ENTRETIEN Caterina Heyck Puyana, ancienne conseillère de plusieurs gouvernements, a défendu l'efficacité des négociations dans la libération d'otages. En outre, elle a proposé un accord humanitaire comme première étape sur la voie de la résolution du conflit armé colombien.
Mardi 1er mars 2011
En 2004, elle a publié un livre intitulé “Oui à l'accord humanitaire”, après avoir été conseillère auprès de plusieurs ministres de l'intérieur (dans les gouvernements de Ernesto Samper et Andrés Pastrana), gouverneur chargée du département de l'Amazonas, secrétaire générale chargée du Ministère et conseillère du Haut-commissaire pour la Paix au début du gouvernement de Álvaro Uribe. Ces dernières années, elle s'est consacrée la recherche, à l'accompagnement des familles de politiciens pris en otage et à la défense d'une issue négociée au conflit armé.
Elle se nomme Caterina Heyk Puyana, avocate, collaboratrice de Semana.com, qui a présenté il y a quelques jours en Colombie sa thèse de doctorat européen soutenue à l'Institut de la Paix et des Conflits de l'Université de Grenade en Espagne et à l'Université de Leiden, aux Pays-bas, avec le soutien de l'Union européenne.
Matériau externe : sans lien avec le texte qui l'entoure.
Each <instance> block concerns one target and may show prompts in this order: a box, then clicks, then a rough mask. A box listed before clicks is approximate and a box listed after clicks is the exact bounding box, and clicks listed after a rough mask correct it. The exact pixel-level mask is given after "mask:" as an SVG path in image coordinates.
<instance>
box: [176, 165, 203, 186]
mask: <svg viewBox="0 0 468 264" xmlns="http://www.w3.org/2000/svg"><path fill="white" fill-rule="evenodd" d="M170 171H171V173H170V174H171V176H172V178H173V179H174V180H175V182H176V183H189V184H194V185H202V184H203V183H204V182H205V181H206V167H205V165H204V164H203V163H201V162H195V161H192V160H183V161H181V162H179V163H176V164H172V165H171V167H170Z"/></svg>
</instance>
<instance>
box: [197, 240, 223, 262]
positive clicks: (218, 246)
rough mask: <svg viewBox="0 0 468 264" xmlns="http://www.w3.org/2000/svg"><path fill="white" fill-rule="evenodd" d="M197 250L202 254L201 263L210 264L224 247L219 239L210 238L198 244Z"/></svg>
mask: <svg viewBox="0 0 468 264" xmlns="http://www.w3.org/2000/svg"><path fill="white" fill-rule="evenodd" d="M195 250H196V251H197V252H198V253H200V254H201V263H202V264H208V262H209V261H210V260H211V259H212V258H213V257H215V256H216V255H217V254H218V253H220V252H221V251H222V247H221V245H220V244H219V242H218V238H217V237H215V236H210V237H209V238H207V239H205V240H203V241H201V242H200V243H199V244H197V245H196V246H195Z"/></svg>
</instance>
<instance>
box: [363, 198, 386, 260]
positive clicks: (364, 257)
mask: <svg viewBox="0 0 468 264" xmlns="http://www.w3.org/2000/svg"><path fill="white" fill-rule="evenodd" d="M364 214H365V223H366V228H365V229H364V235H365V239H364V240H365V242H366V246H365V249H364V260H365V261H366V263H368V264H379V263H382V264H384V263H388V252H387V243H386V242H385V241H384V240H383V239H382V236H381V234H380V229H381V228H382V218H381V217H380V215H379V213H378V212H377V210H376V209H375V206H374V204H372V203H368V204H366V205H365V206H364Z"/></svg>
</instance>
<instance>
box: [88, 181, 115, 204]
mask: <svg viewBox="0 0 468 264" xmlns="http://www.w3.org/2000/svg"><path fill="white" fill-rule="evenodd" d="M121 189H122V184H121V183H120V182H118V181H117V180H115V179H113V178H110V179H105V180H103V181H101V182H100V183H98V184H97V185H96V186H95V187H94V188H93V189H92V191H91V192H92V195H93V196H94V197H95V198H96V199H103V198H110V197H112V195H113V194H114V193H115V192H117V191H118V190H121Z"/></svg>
Sa thèse, intitulée “Droit international, accord humanitaire et résolution pacifique de la prise d'otage”, propose comme toile de fond pour une issue négociée au conflit son “humanisation”. Et comme première étape, la chercheuse propose un accord humanitaire, en d'autres termes, le droit à la vie et à la liberté des 17 soldats encore aux mains des Farc.
La semaine dernière, Heyck a rencontré les "Colombiennes et des Colombiens pour la paix" à Buenos Aires, Argentine, où elle s'est entretenue notamment avec Piedad Córdoba, Federico Mayor Zaragoza, ancien directeur de l'UNESCO, Adolfo Pérez Esquivel, prix Nobel de la paix et des représentantes des Mères de la Place de mai. Le sujet : la paix en Colombie.
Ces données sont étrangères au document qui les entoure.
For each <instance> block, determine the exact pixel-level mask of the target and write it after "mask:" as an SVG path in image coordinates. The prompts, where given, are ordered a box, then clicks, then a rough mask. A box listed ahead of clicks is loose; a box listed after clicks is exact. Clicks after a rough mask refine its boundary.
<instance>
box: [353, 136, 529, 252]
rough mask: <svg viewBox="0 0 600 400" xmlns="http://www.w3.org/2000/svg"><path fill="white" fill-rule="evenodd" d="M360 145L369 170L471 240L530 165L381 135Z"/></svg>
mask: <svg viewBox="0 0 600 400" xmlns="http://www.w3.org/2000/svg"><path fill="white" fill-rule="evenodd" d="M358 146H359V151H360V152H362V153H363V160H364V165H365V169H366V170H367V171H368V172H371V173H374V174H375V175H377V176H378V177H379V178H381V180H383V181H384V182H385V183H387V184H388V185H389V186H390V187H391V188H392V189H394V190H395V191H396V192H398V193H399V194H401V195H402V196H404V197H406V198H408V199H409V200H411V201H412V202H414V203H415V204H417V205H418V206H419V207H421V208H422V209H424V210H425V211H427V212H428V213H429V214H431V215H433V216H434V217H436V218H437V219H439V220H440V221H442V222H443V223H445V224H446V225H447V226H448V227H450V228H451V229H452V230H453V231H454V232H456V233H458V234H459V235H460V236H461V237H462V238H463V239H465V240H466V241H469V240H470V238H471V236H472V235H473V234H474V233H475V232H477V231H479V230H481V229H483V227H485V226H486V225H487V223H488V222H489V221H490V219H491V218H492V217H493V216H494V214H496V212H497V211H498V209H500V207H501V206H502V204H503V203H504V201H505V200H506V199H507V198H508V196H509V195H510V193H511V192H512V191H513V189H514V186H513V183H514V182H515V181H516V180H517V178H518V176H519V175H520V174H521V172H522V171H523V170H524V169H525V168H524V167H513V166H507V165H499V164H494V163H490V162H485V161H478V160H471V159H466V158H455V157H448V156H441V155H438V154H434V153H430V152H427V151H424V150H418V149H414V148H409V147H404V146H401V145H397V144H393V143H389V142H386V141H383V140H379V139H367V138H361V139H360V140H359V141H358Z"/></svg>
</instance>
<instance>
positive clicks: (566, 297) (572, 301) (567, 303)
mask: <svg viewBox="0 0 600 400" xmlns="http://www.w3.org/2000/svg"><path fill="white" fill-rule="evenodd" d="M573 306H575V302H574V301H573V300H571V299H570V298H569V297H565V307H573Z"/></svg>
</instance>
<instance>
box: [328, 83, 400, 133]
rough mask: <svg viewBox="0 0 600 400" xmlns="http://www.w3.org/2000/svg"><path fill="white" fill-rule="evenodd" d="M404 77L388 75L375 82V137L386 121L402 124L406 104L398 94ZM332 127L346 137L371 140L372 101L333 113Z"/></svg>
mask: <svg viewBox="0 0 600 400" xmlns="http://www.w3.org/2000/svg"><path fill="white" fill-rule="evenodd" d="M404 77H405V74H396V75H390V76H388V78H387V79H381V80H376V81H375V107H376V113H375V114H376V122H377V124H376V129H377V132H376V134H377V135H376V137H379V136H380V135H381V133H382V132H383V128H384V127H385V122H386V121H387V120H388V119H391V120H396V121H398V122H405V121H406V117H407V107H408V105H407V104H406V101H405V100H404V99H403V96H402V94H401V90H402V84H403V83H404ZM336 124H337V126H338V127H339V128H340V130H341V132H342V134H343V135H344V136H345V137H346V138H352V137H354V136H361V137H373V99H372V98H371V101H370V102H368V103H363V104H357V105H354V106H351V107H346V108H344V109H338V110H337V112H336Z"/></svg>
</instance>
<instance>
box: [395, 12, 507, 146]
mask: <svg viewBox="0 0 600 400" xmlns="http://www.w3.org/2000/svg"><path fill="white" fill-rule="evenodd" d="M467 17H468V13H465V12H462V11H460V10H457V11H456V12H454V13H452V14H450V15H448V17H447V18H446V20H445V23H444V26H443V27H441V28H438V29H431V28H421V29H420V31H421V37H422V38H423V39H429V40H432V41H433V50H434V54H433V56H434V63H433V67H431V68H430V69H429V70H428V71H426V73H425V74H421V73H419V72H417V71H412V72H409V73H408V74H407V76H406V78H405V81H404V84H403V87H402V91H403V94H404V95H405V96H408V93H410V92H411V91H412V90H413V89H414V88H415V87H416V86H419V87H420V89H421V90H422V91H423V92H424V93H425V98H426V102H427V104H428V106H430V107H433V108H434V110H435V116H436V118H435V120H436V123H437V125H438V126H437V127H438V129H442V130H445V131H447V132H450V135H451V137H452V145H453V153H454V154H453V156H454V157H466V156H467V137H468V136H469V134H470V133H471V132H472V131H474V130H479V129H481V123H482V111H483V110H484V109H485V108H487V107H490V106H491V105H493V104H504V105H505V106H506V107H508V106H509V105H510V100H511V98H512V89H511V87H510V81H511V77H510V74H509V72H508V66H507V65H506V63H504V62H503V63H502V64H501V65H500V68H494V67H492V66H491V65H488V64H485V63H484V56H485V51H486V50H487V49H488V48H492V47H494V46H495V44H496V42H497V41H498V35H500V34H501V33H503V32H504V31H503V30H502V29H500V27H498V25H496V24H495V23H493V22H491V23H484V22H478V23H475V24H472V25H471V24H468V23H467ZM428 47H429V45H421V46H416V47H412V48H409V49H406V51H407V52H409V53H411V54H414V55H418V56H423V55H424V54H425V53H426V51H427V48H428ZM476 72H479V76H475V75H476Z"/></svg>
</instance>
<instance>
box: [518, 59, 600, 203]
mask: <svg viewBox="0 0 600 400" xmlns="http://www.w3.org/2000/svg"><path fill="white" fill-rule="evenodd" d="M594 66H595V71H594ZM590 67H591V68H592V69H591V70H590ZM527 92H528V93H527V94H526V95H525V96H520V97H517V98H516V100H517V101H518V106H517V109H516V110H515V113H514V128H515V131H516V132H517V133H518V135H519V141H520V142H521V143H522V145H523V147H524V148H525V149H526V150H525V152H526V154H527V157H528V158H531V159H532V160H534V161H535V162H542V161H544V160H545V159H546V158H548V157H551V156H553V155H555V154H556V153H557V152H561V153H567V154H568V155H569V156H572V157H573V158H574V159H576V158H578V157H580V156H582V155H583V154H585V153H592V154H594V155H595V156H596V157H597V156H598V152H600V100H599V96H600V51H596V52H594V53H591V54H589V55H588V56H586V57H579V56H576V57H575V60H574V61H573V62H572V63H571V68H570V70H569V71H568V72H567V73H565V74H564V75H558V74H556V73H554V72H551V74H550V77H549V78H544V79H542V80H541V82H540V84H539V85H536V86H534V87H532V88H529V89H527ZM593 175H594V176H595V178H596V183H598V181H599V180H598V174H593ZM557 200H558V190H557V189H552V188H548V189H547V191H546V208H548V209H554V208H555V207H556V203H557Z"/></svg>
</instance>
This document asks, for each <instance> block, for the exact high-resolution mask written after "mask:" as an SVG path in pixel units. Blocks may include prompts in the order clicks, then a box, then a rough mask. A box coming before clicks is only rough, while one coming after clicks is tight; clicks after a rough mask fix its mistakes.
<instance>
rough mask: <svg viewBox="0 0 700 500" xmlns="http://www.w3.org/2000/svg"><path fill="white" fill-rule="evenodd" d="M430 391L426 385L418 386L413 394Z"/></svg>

Elle a présenté à cette occasion une synthèse de ses recherches fondées sur la méthode du Norvégien Johan Galtung, selon lequel les conflits peuvent être traités comme une maladie : il faut commencer par poser un diagnostic, puis établir un pronostic et enfin proposer une thérapie. En l'occurrence, elle insiste sur l'accord humanitaire, sujet sorti il y a plusieurs mois du débat tandis que le Gouvernement exigeait à sa place que les Farc libèrent ceux qui sont encore entre leurs mains, sans contreparties, pour que s'ouvre la porte du conflit.
Semana.com s'est entretenu avec Heyck, qui a expliqué en quoi ont consisté ses recherches et quelles sont les bases juridiques qui soutiennent la viabilité d'un accord humanitaire.
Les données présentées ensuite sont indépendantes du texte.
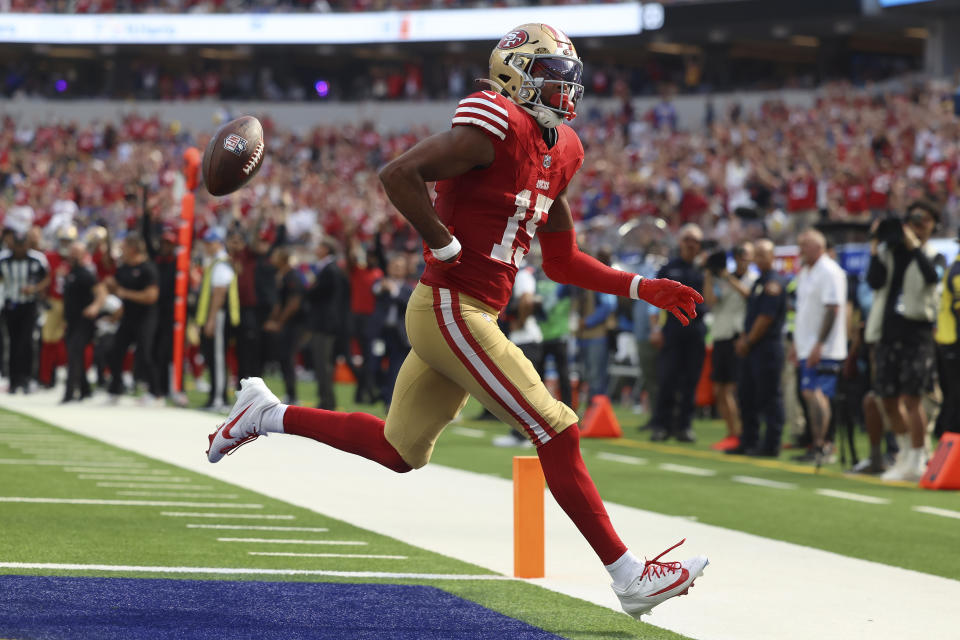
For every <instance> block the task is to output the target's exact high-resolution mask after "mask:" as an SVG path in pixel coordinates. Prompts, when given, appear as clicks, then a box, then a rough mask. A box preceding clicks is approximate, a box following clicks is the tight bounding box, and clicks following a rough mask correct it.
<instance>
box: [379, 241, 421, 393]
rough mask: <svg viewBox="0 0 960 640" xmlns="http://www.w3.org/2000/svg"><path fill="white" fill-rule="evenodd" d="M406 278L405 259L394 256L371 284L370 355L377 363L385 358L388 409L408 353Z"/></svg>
mask: <svg viewBox="0 0 960 640" xmlns="http://www.w3.org/2000/svg"><path fill="white" fill-rule="evenodd" d="M406 277H407V258H406V257H405V256H403V255H395V256H393V257H392V258H390V260H389V261H388V262H387V275H386V276H384V277H383V278H381V279H379V280H377V282H375V283H374V285H373V295H374V296H375V299H376V304H375V306H374V309H373V315H372V316H371V318H370V328H369V331H370V334H369V335H370V340H371V344H372V348H371V352H372V354H373V357H374V358H375V359H376V360H375V362H376V363H377V364H379V362H380V359H381V358H383V357H386V359H387V375H386V376H384V377H383V379H382V382H381V385H380V393H381V396H382V397H383V402H384V404H385V405H386V406H387V407H388V408H389V406H390V401H391V399H392V398H393V386H394V384H395V383H396V381H397V375H398V374H399V373H400V365H402V364H403V361H404V359H405V358H406V357H407V353H409V352H410V340H409V339H408V338H407V330H406V325H405V323H404V318H405V317H406V314H407V302H408V301H409V300H410V296H411V295H413V287H411V286H410V285H409V284H408V283H407V280H406Z"/></svg>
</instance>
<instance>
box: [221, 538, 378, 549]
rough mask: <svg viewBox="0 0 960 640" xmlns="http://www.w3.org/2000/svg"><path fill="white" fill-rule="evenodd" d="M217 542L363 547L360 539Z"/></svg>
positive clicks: (241, 539)
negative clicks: (358, 539) (267, 542)
mask: <svg viewBox="0 0 960 640" xmlns="http://www.w3.org/2000/svg"><path fill="white" fill-rule="evenodd" d="M217 542H268V543H270V544H331V545H343V546H350V547H365V546H367V544H369V543H367V542H363V541H362V540H283V539H274V538H217Z"/></svg>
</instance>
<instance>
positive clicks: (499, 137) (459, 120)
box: [453, 118, 507, 140]
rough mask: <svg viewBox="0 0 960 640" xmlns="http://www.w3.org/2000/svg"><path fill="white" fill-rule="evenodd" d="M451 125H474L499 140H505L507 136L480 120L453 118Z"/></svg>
mask: <svg viewBox="0 0 960 640" xmlns="http://www.w3.org/2000/svg"><path fill="white" fill-rule="evenodd" d="M453 123H454V124H475V125H477V126H478V127H483V128H484V129H486V130H487V131H489V132H490V133H492V134H494V135H495V136H497V137H498V138H500V139H501V140H505V139H506V138H507V134H505V133H504V132H503V131H501V130H500V129H497V128H496V127H495V126H494V125H492V124H490V123H489V122H487V121H486V120H481V119H480V118H454V119H453Z"/></svg>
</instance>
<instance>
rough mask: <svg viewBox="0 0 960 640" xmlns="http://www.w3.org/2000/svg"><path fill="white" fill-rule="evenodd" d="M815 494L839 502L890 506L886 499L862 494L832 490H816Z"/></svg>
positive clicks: (875, 496)
mask: <svg viewBox="0 0 960 640" xmlns="http://www.w3.org/2000/svg"><path fill="white" fill-rule="evenodd" d="M815 493H817V494H819V495H821V496H827V497H828V498H840V499H841V500H853V501H854V502H864V503H866V504H890V501H889V500H887V499H886V498H877V497H876V496H865V495H863V494H862V493H850V492H848V491H835V490H833V489H817V490H816V492H815Z"/></svg>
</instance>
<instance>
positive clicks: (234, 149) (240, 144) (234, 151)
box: [223, 133, 247, 156]
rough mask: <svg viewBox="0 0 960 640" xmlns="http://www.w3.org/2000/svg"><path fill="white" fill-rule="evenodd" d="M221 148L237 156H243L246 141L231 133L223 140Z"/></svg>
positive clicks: (245, 144)
mask: <svg viewBox="0 0 960 640" xmlns="http://www.w3.org/2000/svg"><path fill="white" fill-rule="evenodd" d="M223 148H224V149H226V150H227V151H232V152H233V153H235V154H237V155H238V156H241V155H243V150H244V149H246V148H247V141H246V140H245V139H243V138H241V137H240V136H238V135H237V134H235V133H231V134H230V135H229V136H227V137H226V138H224V140H223Z"/></svg>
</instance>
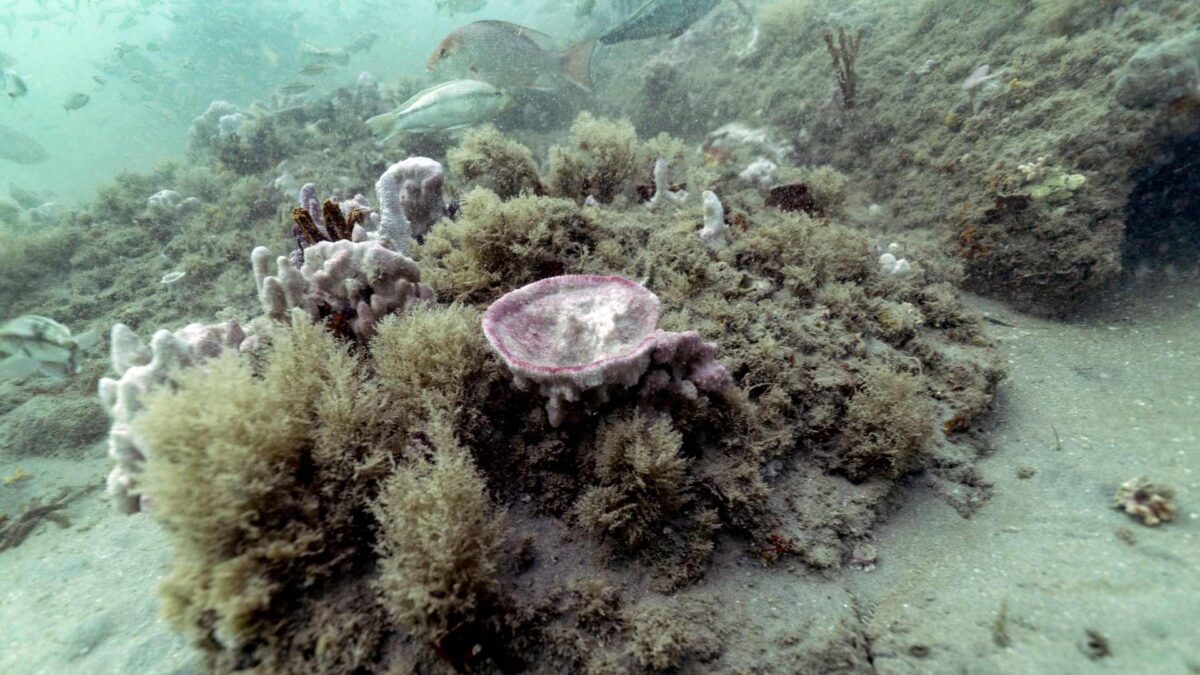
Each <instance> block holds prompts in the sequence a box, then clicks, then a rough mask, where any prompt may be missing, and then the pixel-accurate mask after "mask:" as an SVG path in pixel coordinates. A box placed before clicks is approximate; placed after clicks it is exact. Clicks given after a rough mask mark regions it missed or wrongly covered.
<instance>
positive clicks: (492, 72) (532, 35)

Semana.com : Quel a été le diagnostic de la séquestration ?
Caterina Heyck Puyana : Le diagnostic correspond à l'analyse de l'histoire, de l'évolution, de la participation des groupes armés, et de la réponse du gouvernement au problème de la prise d'otages. Une des conclusions de cette partie de la recherche est qu'on connaît mal les chiffres et que les disparus ont été effacés des statistiques.
J'ai aussi documenté les conditions de toutes les prises d'otages, en lisant tous les livres que les otages ont écrit sur leur captivité. La conclusion est que dans ces conditions, il n'est pas possible de garantir le droit à la vie et que les otages craignent les opérations de libération parce que chaque fois qu'il y a des survols, le risque est imminent. Par exemple, Orlando Beltrán s'est retrouvé paralysé lors d'une de ces opérations.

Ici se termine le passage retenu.